Here’s a guy who, during his time with the FD, literally saved people’s lives multiple times, and he’s telling me what I do is important. I only know about some of the people he saved because Karen told me quietly while Rick was talking with the restaurant owner. She added, “He wouldn’t ever tell you about any of this.” I believe it, because he came across as quite humble and down to earth.
I couldn’t help but respond with a giant, genuine grin. I shook Rick’s hand, then Karen’s and thanked them multiple times. Again, they thanked me. I gave them my business card and let them know that if they were ever in Phoenix and needed anything to call me. I also mentioned that if they knew of a local school that could benefit from our services to have them give me a call as well.

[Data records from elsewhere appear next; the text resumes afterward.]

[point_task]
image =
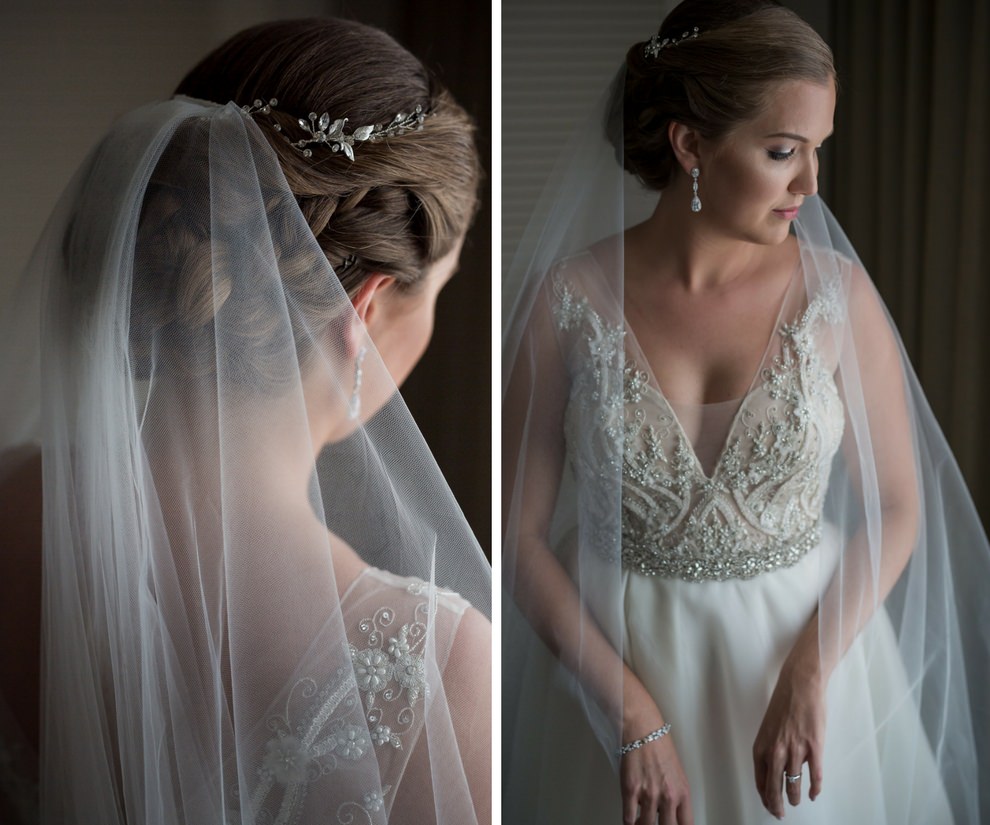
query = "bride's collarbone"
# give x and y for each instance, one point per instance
(706, 348)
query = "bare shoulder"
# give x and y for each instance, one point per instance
(471, 652)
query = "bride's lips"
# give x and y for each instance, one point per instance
(789, 213)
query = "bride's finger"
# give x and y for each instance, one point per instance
(760, 769)
(815, 773)
(793, 776)
(772, 796)
(629, 807)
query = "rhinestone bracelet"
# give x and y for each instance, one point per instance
(659, 733)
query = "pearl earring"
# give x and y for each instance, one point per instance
(354, 406)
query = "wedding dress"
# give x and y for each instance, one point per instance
(723, 546)
(234, 628)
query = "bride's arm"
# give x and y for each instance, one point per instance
(880, 548)
(532, 465)
(872, 560)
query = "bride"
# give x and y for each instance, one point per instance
(254, 597)
(738, 549)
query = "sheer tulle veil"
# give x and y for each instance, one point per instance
(218, 644)
(923, 572)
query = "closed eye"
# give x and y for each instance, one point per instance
(781, 155)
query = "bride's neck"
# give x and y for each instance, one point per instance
(690, 249)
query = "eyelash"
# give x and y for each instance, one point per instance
(781, 155)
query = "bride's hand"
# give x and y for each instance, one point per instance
(792, 733)
(653, 781)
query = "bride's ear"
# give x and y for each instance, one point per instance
(685, 142)
(367, 303)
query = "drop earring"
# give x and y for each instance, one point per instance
(695, 200)
(354, 405)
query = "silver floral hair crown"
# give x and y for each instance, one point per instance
(321, 130)
(656, 45)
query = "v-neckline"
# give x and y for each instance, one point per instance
(654, 384)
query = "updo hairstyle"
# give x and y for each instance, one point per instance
(711, 83)
(402, 203)
(398, 207)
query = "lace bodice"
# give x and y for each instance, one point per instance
(760, 508)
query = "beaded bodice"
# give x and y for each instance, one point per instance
(760, 507)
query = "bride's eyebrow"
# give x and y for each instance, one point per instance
(793, 136)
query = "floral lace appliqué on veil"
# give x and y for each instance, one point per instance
(318, 732)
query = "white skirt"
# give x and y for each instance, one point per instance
(709, 653)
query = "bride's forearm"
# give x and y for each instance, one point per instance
(857, 589)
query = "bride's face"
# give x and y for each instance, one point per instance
(754, 180)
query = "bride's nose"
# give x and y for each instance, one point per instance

As I walked back to the hotel, it was still sinking in. It still is, actually. Sometimes in moments like that, it’s almost like I’m not actually there, but I’m just watching it play out in front of me. It isn’t until later that I actually fully absorb everything.
It’s amazing to think that, of all the cities I could have been in, I found myself in Lake Havasu City. Of all the places I could have eaten in Lake Havasu City, I walked in there. Of all the places I could have sat, I ended up next to Two of the Best People in Lake Havasu City.